How Much Food Is Wasted Every Year?

According to the U.S. Department of Agriculture (USDA), between 30-40% of food goes to waste in the United States every year. In 2010, this translated to nearly 133 billion pounds and $161 billion worth of uneaten meals. 

The amount of food waste has far-reaching implications, says the USDA, including: 

  • Wholesome food, which could have been used to feed families in need, is ending up in landfills where it creates pollution.
  • The entire process of food production — from cultivation and processing to transportation, preparation, storage, and eventual disposal — uses significant resources such as land, water, labor, and energy.

Across the world, more than one-third of all food produced — approximately 2.5 billion tons — never reaches our plates and ends up being discarded or lost. Astonishingly, a third of this waste occurs during the very stage of food production itself. According to the Boston Consulting Group (BCG) the value of wasted food is projected to be around $230 billion every year.
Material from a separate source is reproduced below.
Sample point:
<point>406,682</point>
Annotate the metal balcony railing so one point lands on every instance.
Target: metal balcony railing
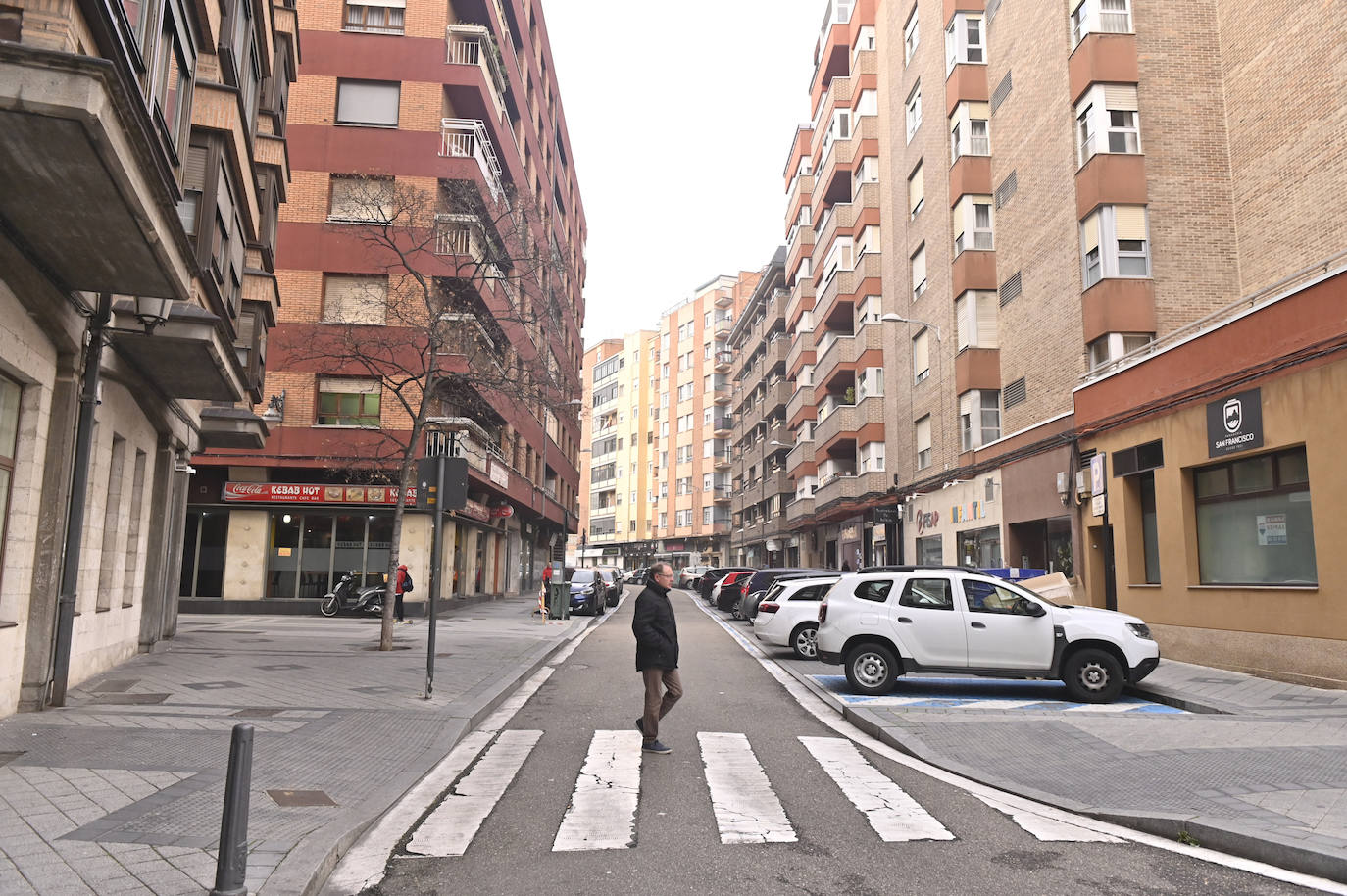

While we're in the business of big numbers, the global polyester market is projected to reach $164.3 billion by 2027, so companies like Alt Tex have a lot of work to do. Furthermore, the average consumer is buying 60% more clothes compared to 15 years ago, but the items are only kept for half as long — making it more important for clothing brands to uphold ethical and sustainable practices.

The Bottom Line

The next time you pull on your favorite sweater, just imagine if it was crafted with fabrics made from your leftovers. In an era of growing wastefulness, we need more companies like Alt Tex that prioritize a healthier, cleaner, and less wasteful planet. Now that's what we call "fashion forward."